I have met Henry Armitage, head of the Miskatonic Library. He is the kind of person I like to relate to (wise, thoughtful and methodical) living the life I’ve always longed for (working at the university without having to deal with students). Although you always say that deep down I’m not that bad, and at the end of the school year, all my students think highly of ‘Harry the Hermit’. I guess you just always look kindly upon me.
It is surprising how well versed Armitage is in archaeology and ancient history for a Doctor of Literature. Not only did he know about the Newburyport tiara, but he has also shown me the other relics they have on display at the university. He pointed out the coincidence of the golden high reliefs and the irregular shapes in both cases and comments that these patterns are frequent in some structures on islands of Micronesia and French Polynesia. He also gave me a dossier with information on the culture and traditions of the South Pacific.
While I was in Arkham, I took the chance to meet the doctor that the dermatologist who saw you in Denver recommended to us. This fella may be a real eminence in medicine, but... My gosh, what an oddball! If I was guided by his appearance, I would’ve never hired him: scruffy looks, greasy hair, unkempt beard, and he's always wiping his sweat with a handkerchief. Oh, and if that wasn't enough, he also smokes like a chimney.
I know that I smoke too and you hate it. But in my defence, I have to say that I smoke a pipe, which definitely gives me a stately-and-distinguished-modern-Sherlock Holmes look, so it is not the same thing at all. (You didn’t buy it, did you? Ahem... Where were we?)
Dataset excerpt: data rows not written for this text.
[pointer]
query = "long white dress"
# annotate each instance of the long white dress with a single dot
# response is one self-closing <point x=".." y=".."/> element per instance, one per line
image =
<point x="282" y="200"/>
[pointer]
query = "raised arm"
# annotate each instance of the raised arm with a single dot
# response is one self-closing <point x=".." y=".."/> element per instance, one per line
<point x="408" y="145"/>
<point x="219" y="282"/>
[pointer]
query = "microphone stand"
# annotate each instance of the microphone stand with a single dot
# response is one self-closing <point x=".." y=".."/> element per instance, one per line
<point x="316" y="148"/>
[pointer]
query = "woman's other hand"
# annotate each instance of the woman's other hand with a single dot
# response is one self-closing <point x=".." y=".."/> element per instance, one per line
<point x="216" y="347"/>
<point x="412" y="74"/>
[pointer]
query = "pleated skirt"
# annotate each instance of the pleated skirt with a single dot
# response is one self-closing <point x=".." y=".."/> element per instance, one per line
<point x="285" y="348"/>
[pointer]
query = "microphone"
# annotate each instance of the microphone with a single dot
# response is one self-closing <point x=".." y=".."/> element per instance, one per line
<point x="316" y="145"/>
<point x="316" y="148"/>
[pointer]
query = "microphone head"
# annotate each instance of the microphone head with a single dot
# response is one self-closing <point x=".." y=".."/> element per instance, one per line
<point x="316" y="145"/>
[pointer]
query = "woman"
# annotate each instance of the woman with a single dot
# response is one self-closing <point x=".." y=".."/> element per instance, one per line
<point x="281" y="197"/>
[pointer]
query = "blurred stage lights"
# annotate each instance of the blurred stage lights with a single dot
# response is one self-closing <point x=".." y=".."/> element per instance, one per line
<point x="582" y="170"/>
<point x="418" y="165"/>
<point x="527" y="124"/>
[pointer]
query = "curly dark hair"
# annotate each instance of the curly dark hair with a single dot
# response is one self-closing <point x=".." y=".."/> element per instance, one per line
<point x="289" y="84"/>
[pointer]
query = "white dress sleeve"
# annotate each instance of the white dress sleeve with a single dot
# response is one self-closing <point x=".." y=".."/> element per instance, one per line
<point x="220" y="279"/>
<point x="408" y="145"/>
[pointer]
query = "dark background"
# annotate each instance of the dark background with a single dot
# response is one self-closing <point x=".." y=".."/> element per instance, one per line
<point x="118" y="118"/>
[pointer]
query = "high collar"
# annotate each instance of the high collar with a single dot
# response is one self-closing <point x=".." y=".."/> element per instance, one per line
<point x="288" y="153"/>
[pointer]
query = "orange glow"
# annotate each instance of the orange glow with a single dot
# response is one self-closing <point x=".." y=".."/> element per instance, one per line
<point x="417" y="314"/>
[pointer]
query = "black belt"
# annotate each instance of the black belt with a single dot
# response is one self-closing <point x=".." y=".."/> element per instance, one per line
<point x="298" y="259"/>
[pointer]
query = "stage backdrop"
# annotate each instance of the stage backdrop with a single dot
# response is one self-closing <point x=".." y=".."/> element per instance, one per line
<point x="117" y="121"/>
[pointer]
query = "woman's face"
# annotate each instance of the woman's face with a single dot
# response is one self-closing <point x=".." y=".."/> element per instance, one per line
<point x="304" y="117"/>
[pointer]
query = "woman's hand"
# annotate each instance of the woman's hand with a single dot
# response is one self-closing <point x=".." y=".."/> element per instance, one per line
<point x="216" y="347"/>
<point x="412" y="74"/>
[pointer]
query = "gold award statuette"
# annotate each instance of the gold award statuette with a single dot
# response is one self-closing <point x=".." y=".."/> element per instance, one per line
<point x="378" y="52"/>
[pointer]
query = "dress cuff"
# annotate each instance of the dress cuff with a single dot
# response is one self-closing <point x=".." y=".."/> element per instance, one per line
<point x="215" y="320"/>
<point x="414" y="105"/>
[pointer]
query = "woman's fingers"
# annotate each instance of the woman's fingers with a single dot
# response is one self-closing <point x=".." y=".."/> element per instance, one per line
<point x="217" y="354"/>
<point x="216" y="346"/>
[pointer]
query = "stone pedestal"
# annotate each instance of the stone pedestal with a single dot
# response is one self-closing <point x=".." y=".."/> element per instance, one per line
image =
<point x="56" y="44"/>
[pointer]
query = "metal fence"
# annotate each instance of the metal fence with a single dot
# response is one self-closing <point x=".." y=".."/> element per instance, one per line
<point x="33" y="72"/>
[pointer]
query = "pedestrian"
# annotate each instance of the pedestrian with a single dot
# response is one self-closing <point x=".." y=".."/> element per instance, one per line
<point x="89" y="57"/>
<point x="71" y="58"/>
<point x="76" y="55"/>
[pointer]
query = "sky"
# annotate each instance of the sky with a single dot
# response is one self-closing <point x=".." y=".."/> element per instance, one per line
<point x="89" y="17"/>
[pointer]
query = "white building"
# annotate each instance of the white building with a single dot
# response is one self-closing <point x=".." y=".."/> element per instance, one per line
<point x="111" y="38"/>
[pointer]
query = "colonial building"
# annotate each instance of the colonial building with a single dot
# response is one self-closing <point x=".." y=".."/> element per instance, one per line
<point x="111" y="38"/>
Jokes aside, the guy seemed fascinated when he saw the photo of the stains on your hand. Apparently, he is a specialist in skin disorders. He pointed out some similarities to genetic alterations and natural mutations of different fish species. He also mentioned their relationship to tribal tattoos that replicate those fish patterns. And guess where those tribes are? In the South Pacific.
I know how strange this may sound, especially when Denver is probably the furthest you've ever travelled in your life, but I believe that the answer to your illness must be found somewhere in the Pacific.
Anyway, if I am going to organize an expedition, I’ll need money. So I have no choice but to talk to my parents. I’m headed to the Everhart Manor in Boston, so... wish me luck. And patience.
Love
Harry
P.S: King to king 4, and don't even dream of that checkmate in two, you show off.